Antoine Griezmann should have added work rate to those top three, but he hasn’t joined Messi and Luis Suarez and looks less effective by cutting out from the left. The manager, Quique Setien, was, at best, the third choice after Ernesto Valverde, who had won the La Liga title in his previous two seasons at the club, was sacked despite Barcelona being at the top of the table in that moment. More and more, it seems the problem was less the manager than the players and administrators who hired them.
The road in Portugal is also terribly demanding, with a test against Bayern Munich in the lead.
7. RB LEIPZIG
Quarter-finals: v Atletico Madrid, Thursday, 3 p.m. ET
Leipzig have been superb in eliminating Tottenham in the round of 16 and could have put together a serious Bundesliga challenge this season, but out of a habit of drawing matches they should have won.
That failure to take the risk will not have been helped by the exit of Werner, sold to Chelsea and – shamefully – allowed to leave his new club before the end of this season with his ex. Julian Nagelsmann remains an excellent coach at the helm of a beautiful squad, but without Werner from the left, Leipzig will not have the same threat.
8. LYON
Quarter-final: v Manchester City, Saturday, 3 p.m. ET
Lyon finished seventh in Ligue 1 last season, which gives some indication of how surprising it is that they have come this far – and also how bad the kickback was for Juventus in the round of 16. Rudi Garcia has created a sound defensive team (less than one goal conceded in a league game and no more than two leaked in a Champions League game this season), and the postponement of the competition means that Memphis Depay, who has suffered a severe knee injury in December, is unable to participate.

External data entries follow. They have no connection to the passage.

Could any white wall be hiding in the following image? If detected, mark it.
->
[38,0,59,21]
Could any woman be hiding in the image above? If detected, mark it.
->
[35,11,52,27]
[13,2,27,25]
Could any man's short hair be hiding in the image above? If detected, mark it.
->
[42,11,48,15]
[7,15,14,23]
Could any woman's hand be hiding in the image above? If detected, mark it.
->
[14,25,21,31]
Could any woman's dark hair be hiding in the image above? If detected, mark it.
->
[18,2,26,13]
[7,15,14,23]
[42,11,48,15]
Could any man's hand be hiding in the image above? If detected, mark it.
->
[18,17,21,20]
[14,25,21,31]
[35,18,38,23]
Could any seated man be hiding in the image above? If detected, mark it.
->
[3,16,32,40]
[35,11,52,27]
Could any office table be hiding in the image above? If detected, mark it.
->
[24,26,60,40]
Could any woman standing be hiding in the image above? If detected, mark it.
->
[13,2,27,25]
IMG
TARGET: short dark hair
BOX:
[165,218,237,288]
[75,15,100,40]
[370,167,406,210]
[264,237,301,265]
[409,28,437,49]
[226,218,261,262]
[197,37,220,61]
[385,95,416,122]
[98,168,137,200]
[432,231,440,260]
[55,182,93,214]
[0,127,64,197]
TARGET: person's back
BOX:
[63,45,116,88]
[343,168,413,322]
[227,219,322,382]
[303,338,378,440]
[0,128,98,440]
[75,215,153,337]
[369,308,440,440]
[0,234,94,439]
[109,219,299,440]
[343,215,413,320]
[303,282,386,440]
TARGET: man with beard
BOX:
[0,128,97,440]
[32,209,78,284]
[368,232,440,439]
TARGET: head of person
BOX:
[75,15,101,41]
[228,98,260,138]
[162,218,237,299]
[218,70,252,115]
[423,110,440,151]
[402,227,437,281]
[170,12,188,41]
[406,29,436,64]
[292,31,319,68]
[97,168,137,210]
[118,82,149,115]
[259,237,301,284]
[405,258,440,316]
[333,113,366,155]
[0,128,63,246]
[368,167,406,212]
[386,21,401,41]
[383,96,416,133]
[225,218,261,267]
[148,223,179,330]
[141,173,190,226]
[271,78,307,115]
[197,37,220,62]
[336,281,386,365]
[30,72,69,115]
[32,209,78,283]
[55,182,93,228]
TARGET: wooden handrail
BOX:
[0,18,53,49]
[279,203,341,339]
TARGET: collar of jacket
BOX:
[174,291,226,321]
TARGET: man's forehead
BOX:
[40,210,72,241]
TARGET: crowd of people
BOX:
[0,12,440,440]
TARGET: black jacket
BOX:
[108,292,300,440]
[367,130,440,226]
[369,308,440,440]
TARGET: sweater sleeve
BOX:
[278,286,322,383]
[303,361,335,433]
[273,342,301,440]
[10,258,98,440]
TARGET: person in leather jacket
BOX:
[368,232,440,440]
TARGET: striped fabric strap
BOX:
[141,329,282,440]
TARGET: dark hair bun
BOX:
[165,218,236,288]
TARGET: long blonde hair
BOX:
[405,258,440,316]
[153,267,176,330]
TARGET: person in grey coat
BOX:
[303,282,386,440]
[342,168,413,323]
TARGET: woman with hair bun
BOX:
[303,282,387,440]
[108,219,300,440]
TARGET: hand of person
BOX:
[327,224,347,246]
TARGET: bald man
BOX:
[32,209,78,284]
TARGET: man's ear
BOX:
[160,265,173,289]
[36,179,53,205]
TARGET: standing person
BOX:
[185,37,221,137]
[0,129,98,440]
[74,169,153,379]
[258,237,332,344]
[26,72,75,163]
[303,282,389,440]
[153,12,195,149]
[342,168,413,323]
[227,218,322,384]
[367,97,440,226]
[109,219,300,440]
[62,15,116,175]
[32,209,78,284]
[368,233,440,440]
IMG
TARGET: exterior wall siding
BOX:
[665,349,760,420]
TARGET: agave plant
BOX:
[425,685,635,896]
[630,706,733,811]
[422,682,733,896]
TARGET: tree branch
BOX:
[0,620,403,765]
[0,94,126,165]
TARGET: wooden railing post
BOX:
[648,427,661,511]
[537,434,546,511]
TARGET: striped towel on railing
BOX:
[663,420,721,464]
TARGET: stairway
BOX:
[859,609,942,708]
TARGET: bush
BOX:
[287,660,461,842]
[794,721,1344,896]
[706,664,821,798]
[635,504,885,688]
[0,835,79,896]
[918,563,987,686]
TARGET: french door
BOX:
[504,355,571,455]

The abandonment of the French league means that Lyon have barely played recently, but the two games have succeeded: a loss on penalties to PSG in the Coupe de la Ligue final after 0-0 and a 2-1 defeat with Juve leading the club through the away goal tiebreaker – suggests a certain determination. This can only bring one team so far, though, and a quarter-final date against Man City will test that determination.